Affording the pleading a liberal construction and accepting the facts as true, as we must on a CPLR 3211 motion to dismiss, plaintiff stated a claim for violation of Labor Law § 193 by alleging that defendants made improper deductions for operating expenses from plaintiff's earned wages (see Goldberg v Jacquet, 667 Fed Appx at 314). We reject defendants' contentions that plaintiff's Labor Law § 193 claim is based on a miscalculation of plaintiff's compensation or unpaid wages or a wholesale withholding of her bi-weekly draw (see Fleming, 32 AD3d at 567), all of which would take the claim out of the purview of the Labor Law. Defendants' documentary evidence, which consists only of the employment agreement, fails to conclusively refute plaintiff's allegation that the net fees were "earned" before any deductions were made (see Kolchins v Evolution Mkts., Inc., 31 NY3d 100, 109 [2018]). Nor does the employment agreement list operating costs as one of the permissible deductions that can be taken from plaintiff's compensation.
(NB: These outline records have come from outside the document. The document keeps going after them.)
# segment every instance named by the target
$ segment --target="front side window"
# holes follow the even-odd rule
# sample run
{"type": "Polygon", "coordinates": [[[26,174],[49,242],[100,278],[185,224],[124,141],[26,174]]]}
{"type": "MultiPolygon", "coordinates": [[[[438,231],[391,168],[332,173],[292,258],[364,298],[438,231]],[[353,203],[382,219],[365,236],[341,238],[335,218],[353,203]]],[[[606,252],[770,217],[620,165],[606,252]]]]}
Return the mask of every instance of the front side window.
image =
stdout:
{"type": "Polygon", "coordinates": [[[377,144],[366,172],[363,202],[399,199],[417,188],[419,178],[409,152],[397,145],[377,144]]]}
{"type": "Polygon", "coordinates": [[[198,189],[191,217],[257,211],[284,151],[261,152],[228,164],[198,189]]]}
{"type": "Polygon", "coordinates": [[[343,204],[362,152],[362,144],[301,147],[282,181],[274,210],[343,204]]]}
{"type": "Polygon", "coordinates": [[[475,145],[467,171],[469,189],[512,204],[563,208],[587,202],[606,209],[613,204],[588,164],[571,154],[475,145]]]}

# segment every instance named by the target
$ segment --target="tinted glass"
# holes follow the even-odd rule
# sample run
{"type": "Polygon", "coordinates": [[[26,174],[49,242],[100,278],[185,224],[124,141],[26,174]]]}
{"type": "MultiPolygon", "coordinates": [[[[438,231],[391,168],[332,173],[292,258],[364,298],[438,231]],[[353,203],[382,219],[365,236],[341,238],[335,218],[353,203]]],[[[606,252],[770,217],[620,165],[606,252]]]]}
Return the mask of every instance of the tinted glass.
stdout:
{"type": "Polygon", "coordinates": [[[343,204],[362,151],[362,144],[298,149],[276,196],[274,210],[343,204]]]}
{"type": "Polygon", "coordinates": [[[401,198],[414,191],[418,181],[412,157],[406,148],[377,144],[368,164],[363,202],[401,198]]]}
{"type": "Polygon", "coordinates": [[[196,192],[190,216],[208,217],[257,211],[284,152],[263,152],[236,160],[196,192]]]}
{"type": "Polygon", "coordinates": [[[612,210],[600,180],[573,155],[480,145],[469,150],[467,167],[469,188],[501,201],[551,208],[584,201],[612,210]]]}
Labor Law § 215 provides, in pertinent part, that no employer "shall discharge, threaten, penalize, or in any other manner discriminate or retaliate against any employee (i) because such employee has made a complaint to his or her employer . . . that the employer has engaged in conduct that the employee, reasonably and in good faith, believes violates any provision of [the Labor Law]." The complaint states a cause of action under Labor Law § 215 by alleging that plaintiff was terminated four weeks after complaining of unlawful deductions from her wages (see Kingston v International Business Machs. Corp., 187 AD3d 578 [1st Dept 2020]). Concur—Kapnick, J.P., Mazzarelli, Moulton, Mendez, JJ.